Ilustrasi foto pusing menghadapi ujian hidup
Terasmuslim.com - Setiap manusia di dunia ini pasti akan menghadapi ujian. Ada yang diuji dengan kekayaan, ada yang diuji dengan kemiskinan. Ada yang diuji dengan kesehatan, ada pula yang diuji dengan sakit. Semua bentuk ujian tersebut bukanlah tanda kebencian Allah, melainkan jalan untuk mengukur kesabaran dan keteguhan iman hamba-Nya.
Allah ﷻ berfirman dalam QS. Al-Baqarah: 155, “Dan sungguh akan Kami berikan cobaan kepadamu dengan sedikit ketakutan, kelaparan, kekurangan harta, jiwa dan buah-buahan. Dan sampaikanlah kabar gembira kepada orang-orang yang sabar.” Ayat ini menegaskan bahwa ujian adalah bagian dari kehidupan yang tak bisa dihindari.
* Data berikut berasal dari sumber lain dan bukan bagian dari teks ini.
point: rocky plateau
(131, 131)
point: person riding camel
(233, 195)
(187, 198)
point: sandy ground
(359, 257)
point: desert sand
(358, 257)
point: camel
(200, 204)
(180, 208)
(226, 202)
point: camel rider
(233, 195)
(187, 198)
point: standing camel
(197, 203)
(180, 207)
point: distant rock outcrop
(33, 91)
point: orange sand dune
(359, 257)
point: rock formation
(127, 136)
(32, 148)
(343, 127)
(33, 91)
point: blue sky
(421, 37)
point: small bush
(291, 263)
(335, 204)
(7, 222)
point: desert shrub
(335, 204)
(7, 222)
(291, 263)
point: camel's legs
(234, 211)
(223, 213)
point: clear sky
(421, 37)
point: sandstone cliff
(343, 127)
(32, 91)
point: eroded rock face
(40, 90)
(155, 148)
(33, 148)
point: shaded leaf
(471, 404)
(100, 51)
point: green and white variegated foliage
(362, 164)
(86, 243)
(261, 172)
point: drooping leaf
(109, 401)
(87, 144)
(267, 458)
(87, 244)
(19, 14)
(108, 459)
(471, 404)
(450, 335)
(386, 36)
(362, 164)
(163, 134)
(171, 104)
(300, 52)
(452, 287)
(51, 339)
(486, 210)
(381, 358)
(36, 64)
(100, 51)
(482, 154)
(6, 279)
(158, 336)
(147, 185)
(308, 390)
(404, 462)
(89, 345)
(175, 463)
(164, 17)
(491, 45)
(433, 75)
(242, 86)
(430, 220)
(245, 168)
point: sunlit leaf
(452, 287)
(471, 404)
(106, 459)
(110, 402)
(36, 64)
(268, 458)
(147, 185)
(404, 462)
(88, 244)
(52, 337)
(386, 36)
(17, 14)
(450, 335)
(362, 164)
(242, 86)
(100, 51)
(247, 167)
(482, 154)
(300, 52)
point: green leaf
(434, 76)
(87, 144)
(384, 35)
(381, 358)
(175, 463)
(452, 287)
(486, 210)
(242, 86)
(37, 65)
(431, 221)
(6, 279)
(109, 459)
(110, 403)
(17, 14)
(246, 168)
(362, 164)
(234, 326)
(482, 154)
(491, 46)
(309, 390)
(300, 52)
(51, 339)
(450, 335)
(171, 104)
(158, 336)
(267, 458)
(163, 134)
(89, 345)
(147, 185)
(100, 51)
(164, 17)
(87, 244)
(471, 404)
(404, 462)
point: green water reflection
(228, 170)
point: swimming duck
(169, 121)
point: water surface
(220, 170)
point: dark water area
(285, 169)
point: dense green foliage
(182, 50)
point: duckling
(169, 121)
Di balik setiap ujian, selalu ada hikmah yang bisa dipetik. Orang yang diuji dengan kesempitan hidup akan belajar bersabar dan tawakal. Orang yang diuji dengan kelapangan rezeki akan diuji apakah ia mampu bersyukur dan berbagi. Dengan demikian, ujian tidak selalu berarti penderitaan, tetapi juga peluang meraih kedekatan dengan Allah.
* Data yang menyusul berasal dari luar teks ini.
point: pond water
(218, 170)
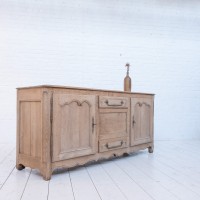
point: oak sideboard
(61, 126)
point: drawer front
(113, 102)
(112, 144)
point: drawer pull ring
(114, 103)
(110, 146)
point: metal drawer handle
(114, 103)
(110, 146)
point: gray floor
(171, 172)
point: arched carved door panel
(142, 121)
(73, 127)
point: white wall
(87, 43)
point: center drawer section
(113, 117)
(112, 144)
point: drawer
(112, 144)
(113, 102)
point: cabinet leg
(20, 166)
(150, 149)
(47, 175)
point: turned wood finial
(127, 65)
(127, 79)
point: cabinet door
(74, 131)
(142, 120)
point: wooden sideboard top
(80, 88)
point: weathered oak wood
(65, 126)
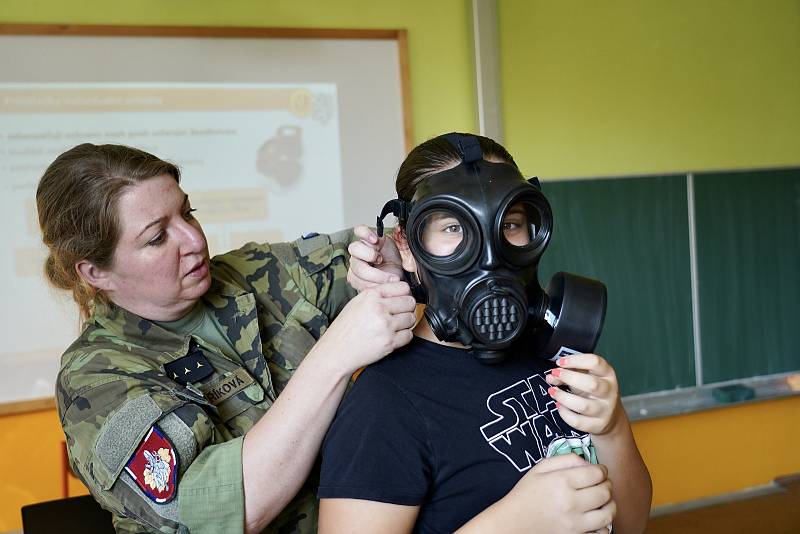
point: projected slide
(261, 162)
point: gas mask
(477, 232)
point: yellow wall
(589, 88)
(643, 86)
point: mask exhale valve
(477, 232)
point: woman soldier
(197, 395)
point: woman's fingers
(581, 383)
(366, 233)
(592, 363)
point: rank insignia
(191, 368)
(153, 467)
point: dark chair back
(74, 515)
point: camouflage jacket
(273, 302)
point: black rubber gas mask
(477, 232)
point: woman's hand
(592, 403)
(373, 260)
(562, 494)
(373, 324)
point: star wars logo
(525, 422)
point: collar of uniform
(135, 330)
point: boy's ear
(408, 262)
(93, 275)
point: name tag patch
(227, 386)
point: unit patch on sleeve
(153, 467)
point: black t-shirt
(430, 425)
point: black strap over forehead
(467, 145)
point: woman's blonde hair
(77, 202)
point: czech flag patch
(153, 467)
Islam mengajarkan bahwa semakin besar ujian seseorang, semakin besar pula peluang baginya untuk mendapat pahala. Rasulullah ﷺ bersabda: “Besarnya balasan tergantung pada besarnya ujian. Dan sesungguhnya Allah, apabila mencintai suatu kaum, Dia akan menguji mereka.” (HR. Tirmidzi).